Au début du 20e siècle, le cinéma était nouveau et sensationnel - Franz Kafka en était fasciné. Dans ses écrits, on trouve de nombreuses références à ce que Kafka a vu au cinéma.

De Alice Aronová

Né à Prague, Franz Kafka (1883–1924) a connu les débuts du cinéma et la fascination pour les tout premiers films. Aujourd’hui, nous qualifions ce cinéma de « primitif » car les films proposaient souvent une mise en scène populaire. Ces projections fascinaient pourtant Kafka, comme il l’écrivait dans ses journaux intimes ou l’évoquait dans ses correspondances à sa bienaimée Felice Bauer. Ses commentaires à ce sujet sont empreints « d’excitation, de passion » et parfois même de « mélancolie », selon les termes de l’acteur et écrivain allemand Hanns Zischler. 

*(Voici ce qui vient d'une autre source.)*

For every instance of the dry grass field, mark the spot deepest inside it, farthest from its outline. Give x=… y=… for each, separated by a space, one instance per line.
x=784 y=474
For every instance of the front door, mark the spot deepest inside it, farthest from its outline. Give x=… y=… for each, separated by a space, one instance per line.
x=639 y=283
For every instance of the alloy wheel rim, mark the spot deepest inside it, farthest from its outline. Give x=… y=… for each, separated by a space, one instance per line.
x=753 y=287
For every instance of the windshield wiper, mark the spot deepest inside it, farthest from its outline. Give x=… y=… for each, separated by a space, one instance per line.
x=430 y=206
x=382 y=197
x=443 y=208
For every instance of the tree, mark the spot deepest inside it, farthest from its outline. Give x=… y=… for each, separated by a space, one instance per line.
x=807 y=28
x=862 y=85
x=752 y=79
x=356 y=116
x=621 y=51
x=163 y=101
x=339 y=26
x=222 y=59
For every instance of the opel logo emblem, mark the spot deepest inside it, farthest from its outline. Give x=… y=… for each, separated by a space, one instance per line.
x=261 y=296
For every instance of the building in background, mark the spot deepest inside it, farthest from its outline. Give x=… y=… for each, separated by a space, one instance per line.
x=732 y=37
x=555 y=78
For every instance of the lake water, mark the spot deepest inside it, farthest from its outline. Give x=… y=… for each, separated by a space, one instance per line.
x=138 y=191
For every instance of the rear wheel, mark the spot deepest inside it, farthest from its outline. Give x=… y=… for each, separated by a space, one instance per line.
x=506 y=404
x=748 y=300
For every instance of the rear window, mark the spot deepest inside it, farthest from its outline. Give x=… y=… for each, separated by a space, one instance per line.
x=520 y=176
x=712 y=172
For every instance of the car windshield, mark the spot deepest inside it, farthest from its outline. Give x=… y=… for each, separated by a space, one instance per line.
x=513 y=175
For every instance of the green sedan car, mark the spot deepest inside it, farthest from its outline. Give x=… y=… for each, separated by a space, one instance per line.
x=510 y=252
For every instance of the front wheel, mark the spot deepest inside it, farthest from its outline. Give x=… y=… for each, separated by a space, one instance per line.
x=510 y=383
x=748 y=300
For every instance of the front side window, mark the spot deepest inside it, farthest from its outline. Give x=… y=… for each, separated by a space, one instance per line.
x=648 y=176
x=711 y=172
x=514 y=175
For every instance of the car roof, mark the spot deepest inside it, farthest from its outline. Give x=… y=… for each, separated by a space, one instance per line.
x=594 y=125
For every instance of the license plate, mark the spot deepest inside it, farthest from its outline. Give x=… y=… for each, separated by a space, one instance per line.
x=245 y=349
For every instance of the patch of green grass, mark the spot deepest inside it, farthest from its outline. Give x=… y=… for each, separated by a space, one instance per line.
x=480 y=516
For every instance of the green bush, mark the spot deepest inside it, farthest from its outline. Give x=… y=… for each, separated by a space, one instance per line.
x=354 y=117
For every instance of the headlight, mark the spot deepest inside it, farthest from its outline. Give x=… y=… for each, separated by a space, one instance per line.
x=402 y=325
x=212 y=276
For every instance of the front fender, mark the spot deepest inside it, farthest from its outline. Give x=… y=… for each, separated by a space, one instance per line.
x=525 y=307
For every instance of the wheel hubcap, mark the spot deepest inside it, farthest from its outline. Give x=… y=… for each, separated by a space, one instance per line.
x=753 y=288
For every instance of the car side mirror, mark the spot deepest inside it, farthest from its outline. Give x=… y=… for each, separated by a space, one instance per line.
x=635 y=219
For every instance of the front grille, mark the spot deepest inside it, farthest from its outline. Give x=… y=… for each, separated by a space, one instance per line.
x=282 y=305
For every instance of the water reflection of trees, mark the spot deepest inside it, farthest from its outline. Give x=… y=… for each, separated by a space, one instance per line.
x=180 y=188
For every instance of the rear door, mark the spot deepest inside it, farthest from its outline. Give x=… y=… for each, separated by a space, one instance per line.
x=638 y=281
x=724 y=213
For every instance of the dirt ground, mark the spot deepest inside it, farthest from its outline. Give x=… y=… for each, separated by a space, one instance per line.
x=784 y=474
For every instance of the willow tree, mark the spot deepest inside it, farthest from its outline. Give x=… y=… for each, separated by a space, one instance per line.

Entre distraction et attraction 

Dès les années 1910, Kafka fréquente activement les cinémas. Encore à ses balbutiements, le film n’est pas reconnu comme une forme d’art, et de nombreux écrivains refusent de participer à la rédaction de scénarios. Ils ne croient pas en la qualité de l’adaptation filmique de leurs œuvres et ne souhaitent pas soutenir le cinéma qu’ils considèrent comme une « attraction foraine », contrairement au théâtre. La situation change seulement à partir des années 1920, lorsque le cinéma devient lentement mais sûrement un art, plutôt qu’un divertissement léger.   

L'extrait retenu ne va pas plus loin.